When left unaddressed, these errant behaviors can exacerbate a workplace crisis. How you address the matter is important. However, sweeping the matter under the rug and turning a blind eye is not fair to the individual or to the rest of the team.


Remember again, however, that leadership is a team sport. When you feel a natural concern about someone’s behavior or personal challenges, escalate the matter to your manager and to human resources (if your organization has an HR department) for guidance and to align the leadership team around your go-forward plan. After all, you’re not expected to read minds, look into people’s hearts, or understand the difference between a minor or major crisis in a particular situation. Leadership team interventions work best when well-coordinated and aligned.

Responding to a person in crisis

When it comes to intervening when workers are experiencing a crisis of some sort, pay attention to the early warning signs of escalation and address them quickly. The sooner the person gets help, the better. Remember that tense situations can be defused with active listening and empathy. And again, if situations escalate beyond your control, get immediate help. Under all circumstances, engage in practices that help the individual in the situation feel heard and respected.

  1. Keep your voice calm and talk slowly.
  2. Listen to the person with your heart and your eyes in addition to your ears.
  3. Express support and concern. Human connection and understanding go a long way when people fall into crisis mode.
  4. Ask how you can help. Deep breathing enhances oxygenation and drinking water can help calm nerves.
  5. Encourage the person to seek treatment or contact their health professional, if appropriate. Remind them of your organization’s employee assistance program (EAP) or other free, confidential resources that may be available.
  6. Give the person space. Calmness and peace of mind need to be restored as quickly as possible, but not at the expense of the individual’s natural timing.

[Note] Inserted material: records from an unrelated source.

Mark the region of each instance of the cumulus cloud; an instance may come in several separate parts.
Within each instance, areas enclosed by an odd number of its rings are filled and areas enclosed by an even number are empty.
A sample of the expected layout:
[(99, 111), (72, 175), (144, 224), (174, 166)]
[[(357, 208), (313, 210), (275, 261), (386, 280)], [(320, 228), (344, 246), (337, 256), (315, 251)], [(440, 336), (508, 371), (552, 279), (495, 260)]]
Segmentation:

When stress is equal to an individual’s coping resources, a healthy balance will be maintained. When anxiety exceeds an individual’s coping resources, a crisis may ensue. Helping your team members keep stress levels manageable and making coping resources readily available will help everyone maintain that healthy balance. And no, you don’t need to be a psychologist to know when to intervene. But always be the type of boss you’d like to have yourself: one who’s concerned about staff well-being, one who will make it safe for staffers to make themselves healthily “vulnerable” when they need a guiding hand and one willing to help others when they’re generally feeling down.

Finally, when in doubt, escalate. Use your EAP resources wisely so you don’t inadvertently end up sharing non-work-related advice with employees who may be challenged by factors or feelings beyond their control (i.e., don’t play psychiatrist or try to self-diagnose their current issues). Ensure that your manager and human resources representative are partnering with and guiding you, and feel free to refer the individual their way for further support. Enlightened leadership is selfless leadership that knows its limits. Responding carefully and purposefully means that you care. Escalating when matters exceed your ability to help demonstrates wisdom and compassion.

A special note of caution

Note that this article does not attempt to address formal “behavioral health crises,” which can escalate to behavioral health emergencies when a person makes a threat of violence. This can involve the threat of suicide or harm to others. Behavioral health emergencies are life-threatening situations (e.g., suicide attempts, psychosis/hallucinations, threats to kill oneself or others, or loss of consciousness due to alcohol or drugs), which go beyond the scope of this article.

In such cases, contact your manager and human resources representative immediately, reach out to your employee assistance program provider for situation-specific guidance and/or call 911 for help. Likewise, dial 988 to reach the Suicide and Crisis Lifeline, the new national suicide prevention network comprising more than 160 crisis centers that provide 24/7 service via its toll-free hotline. The lifeline provides free and confidential support for people in distress, as well as crisis resources and best practices for professionals.